Tapi dengan lantang aku akan membantah itu. Sukses bukan hanya berarti mencapai sebuah mimpi.

Biarku jelaskan dulu apa alasanku membantah hal itu, dulu mimpiku sebagai gadis berdarah sunda adalah lolos di sekolah tinggi ternama yogyakarta dengan jurusan manajemen produksi siaran serta mampu lulus tepat waktu dan bekerja di sebuah stasiun tv.

Aku harap keluarga akan bangga dan orang-orang yang 'kemarin' meremehkan serta menginjak-injak ku hanya bisa terperangah melihat itu semua. Aku akan tertawa dan bertepuk tangan dari atas.

Tapi ternyata bukan itu.
Itu semua hanya ambisi yang di sertai bara api yang terus menggebu-gebu di dalam diri seorang gadis yang memiliki zodiac Leo, layaknya singa yang garang ketika ada seseorang mengusiknya.

Gagal satu kata sederhana yang bisa membuat kehidupan seorang gadis berusia kurang dari 18 tahun itu hancur, merubah gadis ekstrovert menjadi sedikit intovert, seolah semangat yang selalu membara pada diri sirna. Hanya itu yang bisa aku dapatkan dari semua ambisi yang mereka sebut mimpi.

Seolah kehidupan terhenti sampai di situ, berhari-hari hanya kepahitan dan kepedihan yang menyelimuti. Tidak lagi ada tawa.

Mereka yang katanya 'teman' pun tiba-tiba menghilang, entah ke mana. Hanya cercaan dan hinaan yang didapat, bukan dukungan atas keterpurukkan, mereka malah meremehkanku. Sesak rasanya hanya sekedar bernafas pun sungguh berat.

Dengan sisa-sisa semangat yang masih tersisa, aku coba lagi meraih mimpi yang sebenarnya itu hanya mimpi orangtua ku. Yaa, biarlah-mungkin jalanku ada pada ridho mereka.

Akhirnya kuputuskan untuk daftar disalah satu universitas pendidikan indonesia dengan jurusan Pendidikan Sekolah Dasar dan Sastra Indonesia, ya seperti yang ada dalam harapanku, aku bisa menjadi penulis terkenal, itu yang kuharapkan. Karena menjadi guru apalagi guru SD, itu sama sekali bukan fashionku. Tapi lagi-lagi hanya 'gagal' yang ku dapatkan.

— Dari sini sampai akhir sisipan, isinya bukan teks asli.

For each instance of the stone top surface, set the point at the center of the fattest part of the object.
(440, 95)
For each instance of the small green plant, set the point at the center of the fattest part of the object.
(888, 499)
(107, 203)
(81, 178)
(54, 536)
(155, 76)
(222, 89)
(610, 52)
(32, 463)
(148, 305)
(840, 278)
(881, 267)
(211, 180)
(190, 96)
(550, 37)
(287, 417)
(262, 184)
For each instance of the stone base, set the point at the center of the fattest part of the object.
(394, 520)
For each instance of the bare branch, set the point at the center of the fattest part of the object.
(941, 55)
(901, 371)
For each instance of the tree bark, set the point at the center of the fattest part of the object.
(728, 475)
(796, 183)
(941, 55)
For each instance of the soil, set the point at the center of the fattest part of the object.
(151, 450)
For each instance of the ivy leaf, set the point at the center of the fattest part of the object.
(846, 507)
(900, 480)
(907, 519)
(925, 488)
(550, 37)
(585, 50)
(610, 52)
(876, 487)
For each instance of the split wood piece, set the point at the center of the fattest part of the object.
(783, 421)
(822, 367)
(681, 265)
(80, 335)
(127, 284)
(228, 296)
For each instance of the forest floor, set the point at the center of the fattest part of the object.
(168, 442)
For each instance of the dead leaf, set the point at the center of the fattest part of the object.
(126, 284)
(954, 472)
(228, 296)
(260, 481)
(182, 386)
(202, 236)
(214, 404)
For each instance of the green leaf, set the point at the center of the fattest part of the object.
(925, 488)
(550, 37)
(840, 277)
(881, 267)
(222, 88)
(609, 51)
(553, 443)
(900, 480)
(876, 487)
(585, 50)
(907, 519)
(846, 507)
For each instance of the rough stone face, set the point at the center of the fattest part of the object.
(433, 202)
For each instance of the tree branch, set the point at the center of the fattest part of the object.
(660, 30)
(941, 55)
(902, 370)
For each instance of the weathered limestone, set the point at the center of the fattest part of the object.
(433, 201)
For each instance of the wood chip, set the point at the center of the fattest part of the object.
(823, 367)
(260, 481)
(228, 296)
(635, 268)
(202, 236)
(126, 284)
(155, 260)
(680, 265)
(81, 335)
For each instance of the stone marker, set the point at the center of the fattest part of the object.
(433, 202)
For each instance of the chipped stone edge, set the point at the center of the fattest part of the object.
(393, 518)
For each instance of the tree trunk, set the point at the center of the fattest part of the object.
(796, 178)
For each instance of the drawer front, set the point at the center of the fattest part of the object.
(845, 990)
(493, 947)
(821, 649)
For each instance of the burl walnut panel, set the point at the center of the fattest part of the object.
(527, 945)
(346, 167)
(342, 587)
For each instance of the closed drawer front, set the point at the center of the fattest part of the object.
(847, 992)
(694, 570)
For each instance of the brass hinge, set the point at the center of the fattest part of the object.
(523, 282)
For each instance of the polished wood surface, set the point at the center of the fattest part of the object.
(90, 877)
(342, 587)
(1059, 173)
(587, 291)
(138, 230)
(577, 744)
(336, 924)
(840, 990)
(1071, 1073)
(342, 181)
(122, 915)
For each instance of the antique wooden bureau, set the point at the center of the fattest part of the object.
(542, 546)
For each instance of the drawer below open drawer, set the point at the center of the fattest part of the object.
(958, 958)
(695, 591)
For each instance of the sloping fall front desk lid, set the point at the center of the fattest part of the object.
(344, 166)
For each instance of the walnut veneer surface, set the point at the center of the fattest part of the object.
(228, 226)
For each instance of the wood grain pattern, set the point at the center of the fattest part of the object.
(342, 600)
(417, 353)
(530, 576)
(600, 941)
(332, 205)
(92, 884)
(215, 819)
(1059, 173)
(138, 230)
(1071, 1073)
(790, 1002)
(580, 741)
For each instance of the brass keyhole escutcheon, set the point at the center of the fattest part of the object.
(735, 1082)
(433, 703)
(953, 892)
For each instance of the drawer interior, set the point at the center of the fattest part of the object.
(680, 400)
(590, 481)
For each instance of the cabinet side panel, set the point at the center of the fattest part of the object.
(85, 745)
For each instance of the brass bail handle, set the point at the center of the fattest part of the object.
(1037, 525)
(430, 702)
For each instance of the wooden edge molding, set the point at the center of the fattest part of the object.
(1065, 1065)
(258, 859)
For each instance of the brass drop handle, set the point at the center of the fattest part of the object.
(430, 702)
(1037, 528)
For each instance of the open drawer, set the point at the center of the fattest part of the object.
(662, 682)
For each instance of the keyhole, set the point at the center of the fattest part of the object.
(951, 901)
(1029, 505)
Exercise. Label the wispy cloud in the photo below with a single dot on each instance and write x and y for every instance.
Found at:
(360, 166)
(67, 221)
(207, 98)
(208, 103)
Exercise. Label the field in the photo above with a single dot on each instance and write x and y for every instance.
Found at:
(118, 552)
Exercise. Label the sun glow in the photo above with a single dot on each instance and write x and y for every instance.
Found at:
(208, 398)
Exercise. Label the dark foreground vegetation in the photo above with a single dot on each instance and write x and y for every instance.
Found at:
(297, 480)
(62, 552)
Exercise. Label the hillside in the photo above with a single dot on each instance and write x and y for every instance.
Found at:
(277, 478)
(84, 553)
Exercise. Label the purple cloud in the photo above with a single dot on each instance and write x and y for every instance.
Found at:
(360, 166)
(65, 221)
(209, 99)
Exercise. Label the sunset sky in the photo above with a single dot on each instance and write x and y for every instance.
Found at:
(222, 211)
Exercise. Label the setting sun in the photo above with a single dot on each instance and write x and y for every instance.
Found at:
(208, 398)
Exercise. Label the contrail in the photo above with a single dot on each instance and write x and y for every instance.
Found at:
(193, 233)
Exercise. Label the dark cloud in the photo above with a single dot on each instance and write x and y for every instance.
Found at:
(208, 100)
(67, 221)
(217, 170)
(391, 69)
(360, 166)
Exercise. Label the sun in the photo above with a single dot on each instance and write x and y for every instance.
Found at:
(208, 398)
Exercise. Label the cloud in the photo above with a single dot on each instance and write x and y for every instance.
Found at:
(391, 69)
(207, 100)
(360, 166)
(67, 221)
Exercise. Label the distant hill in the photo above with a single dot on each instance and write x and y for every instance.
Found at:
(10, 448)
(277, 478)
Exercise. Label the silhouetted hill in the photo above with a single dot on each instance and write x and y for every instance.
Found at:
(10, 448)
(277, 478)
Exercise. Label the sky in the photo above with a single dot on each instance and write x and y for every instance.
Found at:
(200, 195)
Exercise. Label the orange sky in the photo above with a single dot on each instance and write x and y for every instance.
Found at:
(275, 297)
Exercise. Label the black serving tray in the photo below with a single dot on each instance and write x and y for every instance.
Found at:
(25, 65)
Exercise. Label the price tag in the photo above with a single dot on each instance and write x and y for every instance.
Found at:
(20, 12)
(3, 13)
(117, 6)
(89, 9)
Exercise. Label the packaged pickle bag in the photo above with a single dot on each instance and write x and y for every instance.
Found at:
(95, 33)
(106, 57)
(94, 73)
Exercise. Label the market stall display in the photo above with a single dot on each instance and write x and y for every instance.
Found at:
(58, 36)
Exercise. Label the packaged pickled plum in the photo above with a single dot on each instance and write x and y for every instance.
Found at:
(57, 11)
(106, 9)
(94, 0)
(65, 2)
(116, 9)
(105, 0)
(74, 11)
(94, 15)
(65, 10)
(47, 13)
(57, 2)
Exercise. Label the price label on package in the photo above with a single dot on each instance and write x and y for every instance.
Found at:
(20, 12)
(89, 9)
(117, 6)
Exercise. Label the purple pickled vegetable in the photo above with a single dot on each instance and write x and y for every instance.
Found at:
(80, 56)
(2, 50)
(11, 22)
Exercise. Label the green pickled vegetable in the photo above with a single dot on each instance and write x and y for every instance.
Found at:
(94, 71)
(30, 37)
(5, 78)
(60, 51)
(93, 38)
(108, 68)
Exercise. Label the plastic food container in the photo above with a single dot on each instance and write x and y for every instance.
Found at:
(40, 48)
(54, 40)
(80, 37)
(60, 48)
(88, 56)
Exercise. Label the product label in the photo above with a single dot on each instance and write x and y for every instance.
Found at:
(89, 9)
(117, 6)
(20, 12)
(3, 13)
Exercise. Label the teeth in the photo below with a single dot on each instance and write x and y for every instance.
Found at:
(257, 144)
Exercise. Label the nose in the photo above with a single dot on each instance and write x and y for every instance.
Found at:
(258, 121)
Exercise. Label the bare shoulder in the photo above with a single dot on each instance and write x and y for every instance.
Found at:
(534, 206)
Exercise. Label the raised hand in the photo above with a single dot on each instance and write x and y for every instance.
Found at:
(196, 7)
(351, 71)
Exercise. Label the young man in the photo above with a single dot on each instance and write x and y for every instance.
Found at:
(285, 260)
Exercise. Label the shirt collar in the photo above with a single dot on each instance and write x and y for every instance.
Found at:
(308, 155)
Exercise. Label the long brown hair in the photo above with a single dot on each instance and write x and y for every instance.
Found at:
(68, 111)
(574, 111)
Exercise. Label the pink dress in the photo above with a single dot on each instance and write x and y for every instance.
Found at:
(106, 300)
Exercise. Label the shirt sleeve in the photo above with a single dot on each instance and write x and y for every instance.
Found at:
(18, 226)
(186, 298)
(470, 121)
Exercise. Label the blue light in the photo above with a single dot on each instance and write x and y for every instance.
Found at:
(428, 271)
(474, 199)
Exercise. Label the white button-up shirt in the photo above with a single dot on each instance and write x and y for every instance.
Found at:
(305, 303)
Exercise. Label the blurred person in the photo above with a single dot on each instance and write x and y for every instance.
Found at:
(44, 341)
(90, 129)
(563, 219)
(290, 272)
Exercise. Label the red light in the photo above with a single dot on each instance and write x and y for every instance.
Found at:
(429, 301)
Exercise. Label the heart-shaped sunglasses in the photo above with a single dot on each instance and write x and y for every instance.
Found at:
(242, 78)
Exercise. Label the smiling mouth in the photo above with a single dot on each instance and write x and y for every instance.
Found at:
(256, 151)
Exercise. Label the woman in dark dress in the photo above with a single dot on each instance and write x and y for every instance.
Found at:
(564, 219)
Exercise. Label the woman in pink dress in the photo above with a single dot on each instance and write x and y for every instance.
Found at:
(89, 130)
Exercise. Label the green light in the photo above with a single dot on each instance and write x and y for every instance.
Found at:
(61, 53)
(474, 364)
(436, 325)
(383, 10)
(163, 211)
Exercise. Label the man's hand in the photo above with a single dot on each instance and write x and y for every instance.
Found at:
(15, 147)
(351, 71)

Kali ini aku sudah kehabisan semangat. Pertama mimpiku gagal. Kedua pun mimpi orangtua ku juga gagal, dasar anak tak berguna! Itu yang selalu ku katakan pada diriku sendiri.

Hanya kegelapan yang terlihat, padahal di sekitarku masih banyak titik cahaya yang bersuka rela menarikku dalam kegelapan itu.

Ku coba melihat cahaya-cahaya itu, mereka menarikku, mereka memelukku dengan hangat. Yaa mereka adalah keluarga, dan beberapa orang terdekatku. Saat itu pula aku tumpahkan semua rasa yang ada pada diri tanpa tersisa.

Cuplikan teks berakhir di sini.